I'm trying to fit a Schechter luminosity function to some data points, but it's not clear from this definition what the domain of support of the PDF should be. I'm familiar with the standard Pareto distribution

$$p(x) = \frac{\alpha-1}{x_0}\left(\frac{x}{x_0}\right)^{-\alpha}$$

which is non-zero over $[x_0,\infty)$.

The Schechter function has a similar form (using slightly different conventions from the Wikipedia article):

$$p(x) \propto e^{-\frac{x}{x_0}}\left(\frac{x}{x_0}\right)^{-\alpha}$$

Can anyone confirm that this distribution has the same support as a standard Pareto distribution? I'm not sure how to normalise it, and the Wikipedia article is light on details.

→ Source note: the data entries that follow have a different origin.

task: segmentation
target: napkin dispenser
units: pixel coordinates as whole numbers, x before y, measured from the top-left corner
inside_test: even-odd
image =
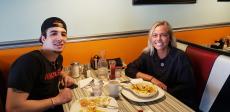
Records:
[[[98,55],[94,55],[93,57],[91,57],[90,59],[90,66],[91,68],[93,68],[94,70],[96,70],[98,68],[98,61],[100,59],[100,56]]]

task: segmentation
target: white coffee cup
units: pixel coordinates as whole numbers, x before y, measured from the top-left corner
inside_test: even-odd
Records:
[[[111,80],[109,81],[108,84],[108,92],[109,92],[109,96],[111,97],[118,97],[119,96],[119,82],[116,80]]]

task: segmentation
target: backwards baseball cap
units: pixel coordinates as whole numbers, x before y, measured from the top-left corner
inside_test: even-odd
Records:
[[[42,23],[41,34],[42,35],[46,35],[47,29],[51,28],[51,27],[61,27],[61,28],[64,28],[67,31],[66,24],[65,24],[65,22],[62,19],[60,19],[58,17],[50,17],[50,18],[47,18]],[[40,37],[39,41],[41,42],[41,37]]]

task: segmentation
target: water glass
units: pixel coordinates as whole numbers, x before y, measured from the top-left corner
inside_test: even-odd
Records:
[[[102,95],[102,87],[103,82],[100,80],[98,82],[94,82],[92,85],[93,96],[101,96]]]

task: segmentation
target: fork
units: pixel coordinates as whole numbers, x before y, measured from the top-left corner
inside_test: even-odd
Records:
[[[118,109],[119,107],[113,105],[98,105],[98,107],[109,108],[109,109]]]

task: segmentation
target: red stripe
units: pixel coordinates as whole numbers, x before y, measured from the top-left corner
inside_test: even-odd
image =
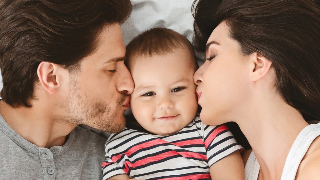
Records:
[[[224,131],[225,130],[227,130],[228,129],[228,128],[227,127],[227,126],[225,125],[221,126],[220,127],[218,127],[217,129],[216,129],[213,131],[213,132],[211,133],[211,134],[210,134],[209,135],[209,136],[207,138],[205,141],[204,141],[204,146],[205,147],[205,148],[207,149],[208,148],[208,146],[210,144],[210,143],[213,140],[213,139],[216,138],[216,136],[217,136],[217,135],[221,133],[221,132]]]
[[[172,143],[175,145],[180,147],[186,145],[192,145],[194,144],[203,144],[203,142],[201,139],[192,139],[191,140],[188,140],[184,141],[180,141]]]
[[[211,177],[210,176],[210,175],[209,174],[206,174],[190,175],[189,176],[183,176],[182,177],[169,177],[168,178],[164,178],[163,179],[159,179],[158,180],[184,180],[185,179],[197,180],[200,179],[210,179],[211,178]]]
[[[144,143],[142,143],[142,144],[140,144],[134,146],[131,148],[131,149],[127,151],[124,154],[126,155],[127,156],[129,156],[132,154],[132,153],[136,152],[140,149],[144,148],[148,148],[156,144],[161,144],[164,143],[169,143],[167,141],[164,141],[162,139],[156,139],[150,141],[148,141],[148,142],[146,142]],[[114,158],[115,158],[118,160],[120,158],[122,154],[120,154],[117,156],[114,156],[112,157],[112,159],[113,159]],[[115,162],[116,162],[114,161],[113,161]]]
[[[102,164],[101,165],[101,167],[103,167],[104,166],[108,166],[111,163],[111,162],[104,162],[102,163]]]
[[[178,154],[180,154],[185,158],[192,157],[194,158],[201,159],[205,160],[207,160],[206,156],[196,152],[177,152],[174,151],[171,151],[154,156],[151,156],[141,160],[137,161],[133,163],[129,161],[125,162],[124,163],[125,167],[124,169],[124,170],[125,173],[127,173],[129,171],[129,167],[133,168],[135,168],[139,166],[144,165],[150,162],[160,160],[168,157],[171,157]],[[116,161],[118,160],[118,159],[116,159],[115,157],[112,157],[112,160],[113,162],[116,162]]]

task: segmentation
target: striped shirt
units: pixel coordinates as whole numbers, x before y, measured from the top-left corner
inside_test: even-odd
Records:
[[[138,180],[210,179],[209,167],[243,148],[225,126],[206,125],[198,116],[168,135],[126,128],[105,145],[104,180],[124,174]]]

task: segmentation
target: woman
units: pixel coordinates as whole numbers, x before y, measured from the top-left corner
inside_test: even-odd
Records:
[[[319,4],[194,3],[195,42],[206,57],[194,76],[200,116],[239,125],[253,150],[246,179],[320,178],[320,124],[307,122],[320,120]]]

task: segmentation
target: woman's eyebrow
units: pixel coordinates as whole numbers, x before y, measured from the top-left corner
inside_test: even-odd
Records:
[[[205,45],[205,53],[208,53],[208,51],[209,50],[209,47],[210,47],[210,45],[212,45],[212,44],[214,44],[217,45],[220,45],[219,43],[214,41],[212,41],[211,42],[208,43],[206,45]]]

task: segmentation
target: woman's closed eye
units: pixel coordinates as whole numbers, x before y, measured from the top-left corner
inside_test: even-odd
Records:
[[[208,60],[208,61],[211,62],[212,60],[217,56],[217,54],[212,54],[209,57],[209,58],[207,58],[206,60]]]

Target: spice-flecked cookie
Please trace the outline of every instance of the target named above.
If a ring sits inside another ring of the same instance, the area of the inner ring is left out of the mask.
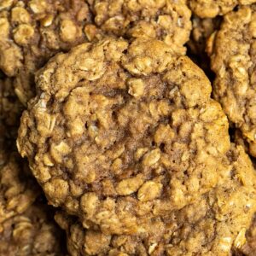
[[[214,18],[234,9],[237,5],[247,5],[255,0],[189,0],[192,11],[201,18]]]
[[[208,41],[211,67],[216,73],[213,96],[256,156],[256,5],[224,17]]]
[[[26,104],[34,95],[34,72],[49,57],[92,37],[91,15],[83,0],[0,3],[0,68],[15,77]]]
[[[161,239],[166,218],[235,172],[209,80],[162,41],[84,44],[51,59],[36,81],[19,151],[49,203],[86,229],[138,237],[160,230]]]
[[[47,205],[34,203],[3,223],[0,255],[64,256],[66,241]]]
[[[191,31],[186,0],[89,0],[102,32],[125,38],[149,37],[185,53]]]
[[[247,208],[255,204],[255,183],[249,179],[255,178],[254,171],[241,147],[233,146],[227,160],[233,176],[195,203],[155,218],[147,233],[105,234],[96,227],[83,228],[65,212],[57,213],[55,220],[66,230],[70,255],[228,256],[246,248],[248,252],[252,243],[246,231],[255,211],[255,206]]]
[[[34,73],[49,57],[106,33],[132,38],[145,36],[145,28],[146,36],[172,44],[183,54],[191,30],[190,10],[183,0],[176,2],[96,1],[90,4],[94,19],[84,0],[3,1],[0,68],[15,78],[15,93],[26,105],[35,94]]]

  • $\begingroup$ It's possible that this may be off topic here, but if so, it can likely be migrated to Cross Validated (or maybe even Mathematics). We'll see what the community thinks. $\endgroup$
    – David Z
    Sep 3, 2012 at 19:25
  • 1
    $\begingroup$ On topic - the Schechter function only exists for the physical theory of galaxy luminosities - it is not studied in more abstract ways. $\endgroup$
    – user10851
    Nov 23, 2012 at 3:05

2 Answers 2


Understand first that this is dangerously close to numerology in astronomy. Astronomers wanted for whatever reason to have a very "simple" functional form for the distribution of galaxy luminosities, and so of course if you look close enough (or even not that close as the case may be) real data will never be fit terribly well by this form, especially over a large range of luminosities.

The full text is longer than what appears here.